Seeing Thom's design has me digging in my heels even further. I still think that the Vancouver Art Gallery has a higher stature by remaining at Robson Square than at Larwill Park. I know people who work at the VAG, and I know to almost to person they desperately want out of the old courthouse building. "Not enough space for the collection," they argue.
What the VAG should count among its priorities is their relevance to the general public. As I argued in my post-Olympics essay titled, Let's re-imagine the VAG at Robson Square, the Games were among the best things ever to happen to the art gallery. However, I don't know if that elite organization felt that they benefited from having non-traditional patrons visit their facility.
With the greatest respect I can muster for the late Arthur Erickson, and lauded landscape architect Cornelia Oberlander, Robson Square has never lived up to its promise as a city center. I believe that a renewed cultural center must include our art gallery, and it must be in the heart of the city.
If only Gregor Robertson's off-the-cuff remarks about our downtown moving east were accurate. Our downtown is still centered around Robson Square. I challenge anyone to stand at the corner of Cambie and Georgia who can see how the rump side of the CBC bunker, the Sandman Inn and the parking lot in front of the Media Club will be transformed into anything beyond the asphalt paradise it already is anytime soon. Yet the VAG is now trying to raise a quarter billion dollars now to do just that.

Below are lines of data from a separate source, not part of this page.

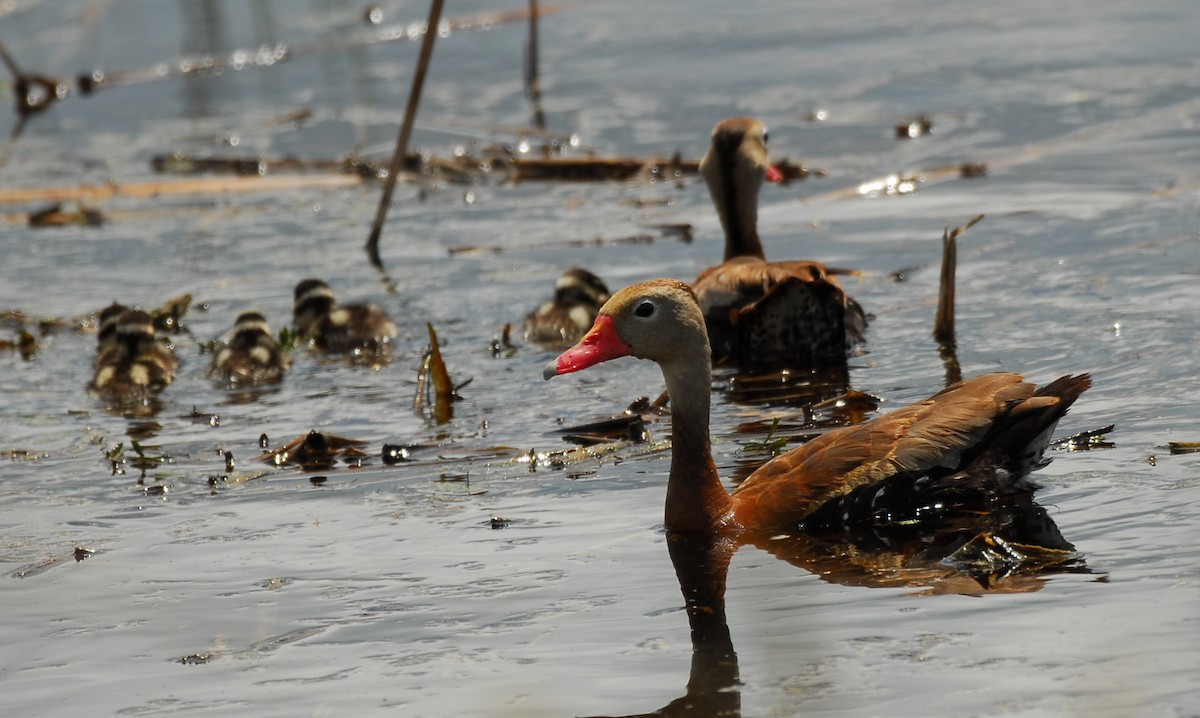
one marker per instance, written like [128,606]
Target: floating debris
[628,426]
[169,317]
[1181,447]
[988,557]
[915,127]
[1086,441]
[57,216]
[395,454]
[25,345]
[316,450]
[433,374]
[973,169]
[892,185]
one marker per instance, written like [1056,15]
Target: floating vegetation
[783,387]
[989,557]
[891,186]
[25,345]
[1086,441]
[432,376]
[269,55]
[772,444]
[169,317]
[55,216]
[915,127]
[629,426]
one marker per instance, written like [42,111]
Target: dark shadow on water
[1011,550]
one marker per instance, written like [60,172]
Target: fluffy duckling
[579,295]
[135,364]
[355,328]
[252,355]
[106,328]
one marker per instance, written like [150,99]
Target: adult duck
[958,452]
[562,321]
[358,329]
[766,313]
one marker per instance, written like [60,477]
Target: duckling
[106,328]
[135,365]
[252,355]
[357,328]
[579,295]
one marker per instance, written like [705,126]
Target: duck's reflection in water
[1011,550]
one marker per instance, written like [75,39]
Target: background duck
[579,295]
[355,328]
[252,355]
[759,312]
[959,452]
[135,364]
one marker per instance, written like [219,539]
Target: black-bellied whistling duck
[355,328]
[133,364]
[579,295]
[959,450]
[759,312]
[252,355]
[106,328]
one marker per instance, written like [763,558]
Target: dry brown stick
[943,321]
[207,185]
[406,130]
[533,84]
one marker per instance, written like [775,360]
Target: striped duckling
[358,329]
[766,313]
[579,295]
[252,355]
[106,328]
[133,364]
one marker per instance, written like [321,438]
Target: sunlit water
[387,590]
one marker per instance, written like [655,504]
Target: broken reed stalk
[443,388]
[943,322]
[406,130]
[533,84]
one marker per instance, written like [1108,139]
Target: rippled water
[387,588]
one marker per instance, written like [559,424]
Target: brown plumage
[958,452]
[359,329]
[106,328]
[252,355]
[579,295]
[766,313]
[132,364]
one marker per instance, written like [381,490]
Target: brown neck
[738,209]
[696,501]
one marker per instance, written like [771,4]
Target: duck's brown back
[967,443]
[778,313]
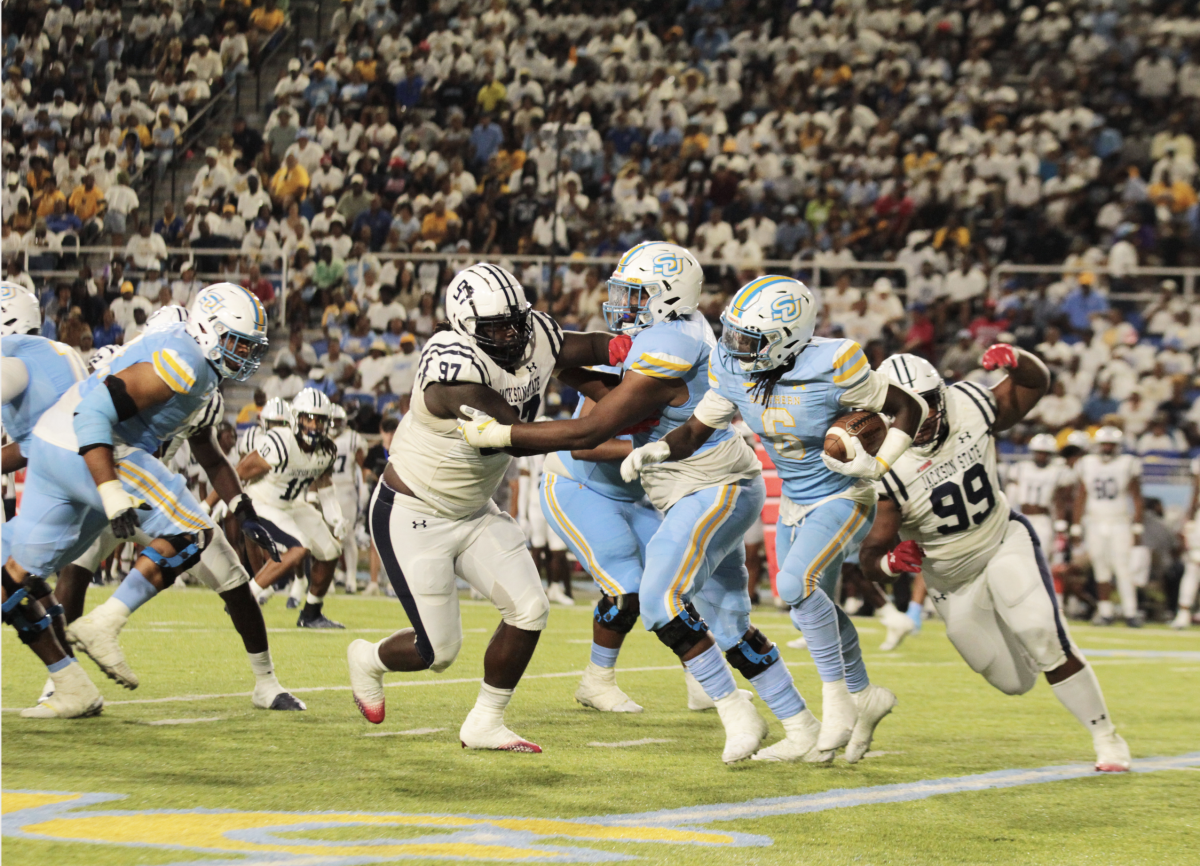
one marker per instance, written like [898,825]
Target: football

Erickson's Robson Square & updated court house complex, praised by some for its uniqueness, effectively destroyed any vitality on Howe Street between Robson & Nelson. Howe Street along those blocks has been a depressing, barren urban desert since the building opened back in the 1970s. The Sears building (formerly Eaton's) also derided as "The Giant Urinal" beside the gloomy TD Tower are like a dagger in the heart of Howe Street. And the Hornby Street side is hardly much better as it is lined with concrete planters and now a separated bike lane.
If I have my Vancouver urban history correct, the reason why Erickson pock-marked the plaza with below ground entrances and rows of stairs is because the city one time had plans for a subway entrance to connect the area surrounding the ice rink. I can't count how many restaurants and offices opened down there only to go bust. The downtown UBC campus came to the rescue to save part of it.
The whole plaza should be re-levelled at the street grade as I argued last year. It should be a true city square. Robson Street can be closed off permanently. Use the surface for sculpture like the fantastic Olympic Sculpture Park in Seattle.
Why do we have the Provincial Law Courts here? Can't they be just about anywhere else in the downtown? Why not move them to Robertson's desired "east" downtown instead, possibly with better access to both the police station and the business district who use the courts the most? How about Larwill Park?
Perhaps the best thing that could happen to Arthur Erickson's creation is for it to be adapted into a building that the public can fully embrace. Re-think the plaza and surroundings, and move the cultural heart of the city inside both the old and "new" law courts buildings.
Dare I suggest that instead of separating our art gallery and our city's museum that we start thinking of them as a combined Vancouver Centre for the Arts & Culture? I described how much of our city's history is captured in the CBC archives, the City of Vancouver archives and the UBC archives. Yet there is no central body to maintain these precious records of the 20th Century.
Worse yet, the public has extremely limited access to them. This is inexcusable.
Right now the plaza on the north side of the VAG building is a sad little mud pit which I was astonished to see had vegetable planters on it. Vegetable planters in front of the Art Gallery? This is sounds like more Vision Vancouver madness.
If there is a quarter billion dollars out there waiting to be spent on a new arts facility in Vancouver, let's devote it to an even bigger idea, keep it at Robson Square, and re-imagine how fantastic those blocks could be. As long is it's still there, let's use blank wall of the Sears building to project videos in the evening, let's build galleries below ground, let's make this place into a true heart of the city.
I look at that red clothes pin spring in the image above that adorns Erickson's building and ask myself, surely we can do so much better. I challenge the leadership of the VAG board and our other cultural institutions to start collaborating and "think big" – like Thom has – when it comes to the future of the heart of our city.